Entreprise

Les meubles Kewlox, c’est belge ? "C’est belge et c’est 100 % wallon, monsieur", me répond-on fièrement au téléphone. "On", c’est un des employés de la société Kewlox au siège de l’entreprise, à Eghezée. Quand on a des contacts réguliers par téléphone, il suffit parfois d’une intonation dans la voix d’un interlocuteur pour "sentir" l’ambiance d’une organisation. C’est le cas ici, manifestement, et le ton sent bon l’enthousiasme. Et c’est compréhensible : Kewlox est une boîte qui marche, qui voit son chiffre d’affaires croître avec une belle régularité, et qui fait vivre actuellement une centaine de personnes. Le plan de développement actuel prévoit un doublement de l’activité à un horizon de 5 à 7 ans.

Son seul problème ? Peut-être une image un peu vieillotte, comme nous l’explique son administrateur-délégué, Georges Fontaine. Pour cet ingénieur, une des priorités du moment est "de retrouver la maîtrise des tendances, et d’imposer ces tendances. On a encore trop souvent l’image d’une entreprise qui produit des meubles en carton, alors que tout cela a évolué. Aujourd’hui, on travaille avec des panneaux de MDF (medium density fiber) très fins, qui ont l’avantage de ne contenir qu’un taux minimum de produits chimiques par rapport aux meubles produits par la concurrence, et avec des panneaux de plastique translucides colorés dont le recyclage est assuré par notre usine en Grande-Bretagne".

La société est gérée en bon père de famille pour des actionnaires familiaux qui considèrent leur participation comme un patrimoine à assurer sur le long terme. C’est pourquoi, bon an mal an, l’entreprise réinvestit 80 % des bénéfices disponibles dans l’outil de production. "On travaille sur la qualité, sur l’efficacité, et surtout sur la gestion de l’énergie : en 9 années, on a divisé par deux la quantité d’énergie nécessaire à la fabrication d’un meuble. Les déchets de bois, la sciure, sont utilisés dans l’installation de chauffage, et toute la gestion énergétique est centralisée et surveillée en permanence", explique encore ce patron-ingénieur. La production a plus que doublé, et la facture énergétique a baissé.

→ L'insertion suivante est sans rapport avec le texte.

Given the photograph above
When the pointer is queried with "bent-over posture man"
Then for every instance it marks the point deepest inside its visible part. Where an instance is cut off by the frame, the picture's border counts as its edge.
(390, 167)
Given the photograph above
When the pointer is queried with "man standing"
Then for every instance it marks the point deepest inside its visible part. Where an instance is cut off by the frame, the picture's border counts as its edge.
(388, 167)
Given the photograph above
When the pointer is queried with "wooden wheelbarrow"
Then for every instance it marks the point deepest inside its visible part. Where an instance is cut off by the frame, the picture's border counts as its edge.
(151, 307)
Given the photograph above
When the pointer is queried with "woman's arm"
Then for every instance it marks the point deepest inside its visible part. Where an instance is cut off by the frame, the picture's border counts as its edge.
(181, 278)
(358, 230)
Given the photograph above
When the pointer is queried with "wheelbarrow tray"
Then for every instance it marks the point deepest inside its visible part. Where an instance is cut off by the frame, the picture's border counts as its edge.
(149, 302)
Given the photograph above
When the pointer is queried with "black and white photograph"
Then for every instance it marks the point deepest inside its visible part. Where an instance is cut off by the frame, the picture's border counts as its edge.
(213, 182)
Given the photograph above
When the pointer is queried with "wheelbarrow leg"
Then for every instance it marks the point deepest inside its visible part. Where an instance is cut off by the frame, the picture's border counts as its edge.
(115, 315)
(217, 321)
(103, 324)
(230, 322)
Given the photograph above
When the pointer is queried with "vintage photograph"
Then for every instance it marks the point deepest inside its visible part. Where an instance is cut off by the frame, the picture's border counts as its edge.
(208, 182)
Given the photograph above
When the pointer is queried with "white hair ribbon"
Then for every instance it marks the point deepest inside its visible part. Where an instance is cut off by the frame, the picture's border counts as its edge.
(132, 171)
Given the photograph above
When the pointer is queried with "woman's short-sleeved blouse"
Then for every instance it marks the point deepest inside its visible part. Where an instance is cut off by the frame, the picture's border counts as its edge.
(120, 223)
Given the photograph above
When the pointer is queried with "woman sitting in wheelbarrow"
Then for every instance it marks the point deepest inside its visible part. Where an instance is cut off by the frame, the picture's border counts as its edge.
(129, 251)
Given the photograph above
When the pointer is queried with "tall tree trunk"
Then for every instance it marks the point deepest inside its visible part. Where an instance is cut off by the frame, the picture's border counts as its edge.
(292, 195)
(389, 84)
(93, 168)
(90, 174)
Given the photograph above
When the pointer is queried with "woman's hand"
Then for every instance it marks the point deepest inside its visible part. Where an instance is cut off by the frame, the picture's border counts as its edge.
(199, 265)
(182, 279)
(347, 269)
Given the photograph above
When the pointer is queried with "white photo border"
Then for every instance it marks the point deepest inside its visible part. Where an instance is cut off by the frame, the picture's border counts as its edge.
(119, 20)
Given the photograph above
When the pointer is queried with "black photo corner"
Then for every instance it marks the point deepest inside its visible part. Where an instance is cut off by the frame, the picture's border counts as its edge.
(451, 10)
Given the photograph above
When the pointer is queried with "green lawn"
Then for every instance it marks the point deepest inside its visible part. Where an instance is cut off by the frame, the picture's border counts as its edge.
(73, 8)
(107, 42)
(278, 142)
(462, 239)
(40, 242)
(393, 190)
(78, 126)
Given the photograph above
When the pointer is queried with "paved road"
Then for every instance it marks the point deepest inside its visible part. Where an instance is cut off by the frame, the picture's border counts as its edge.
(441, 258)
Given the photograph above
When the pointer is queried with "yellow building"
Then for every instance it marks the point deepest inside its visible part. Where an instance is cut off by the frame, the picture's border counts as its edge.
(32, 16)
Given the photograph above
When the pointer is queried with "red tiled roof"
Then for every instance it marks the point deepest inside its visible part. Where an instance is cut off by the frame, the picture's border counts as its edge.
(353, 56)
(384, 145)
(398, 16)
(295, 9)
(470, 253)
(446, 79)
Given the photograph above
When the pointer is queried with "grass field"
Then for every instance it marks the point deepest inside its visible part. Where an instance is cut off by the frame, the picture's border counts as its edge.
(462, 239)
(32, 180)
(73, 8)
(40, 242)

Et ce produit dont les pubs amusantes nous trottent dans la tête ? Il s’agit d’armoires, de meubles de rangement, de bureaux réalisés sur base d’une technologie développée en 1958 par un ingénieur britannique, Kewley, et cédée au négociant belge en produits métallurgiques Jacques Le Clercq. Ce dernier développe rapidement son produit et installe une usine en plein champs à Leuze-Eghezée où elle se trouve toujours aujourd’hui. Cinquante années de développement bien sage plus tard, le meuble Kewlox existe toujours, facile à monter, costaud, il suit ses propriétaires au fil du temps, se rajeunit à l’aide de quelques panneaux neufs. On en trouve même sur eBay, en lot ou à la pièce, avec un niveau de prix qui est en soi une preuve de la qualité des objets. "On ne le sait pas, mais la structure d’un meuble Kewlox est garantie à vie. Et on fabrique toujours les pièces détachées nécessaires. Les clients qui viennent nous voir avec des pièces détériorées, même par maladresse, sont bien accueillis", nous assure encore Georges Fontaine. Les objectifs de demain ? "On veut arriver dans tous nos points de vente, à fournir des meubles sur mesure dans les 48 heures, et avec le sourire !"

Les meubles Kewlox, fierté de cette entreprise wallonne, séduisent aussi à l’étranger, le groupe est aussi présent en France, en Allemagne, aux Pays-Bas et en Suisse. Chiffre d’affaires consolidé en 2009 ? Entre 10 et 12 millions d’euros, en tenant compte des activités de service des magasins. Du solide, aussi.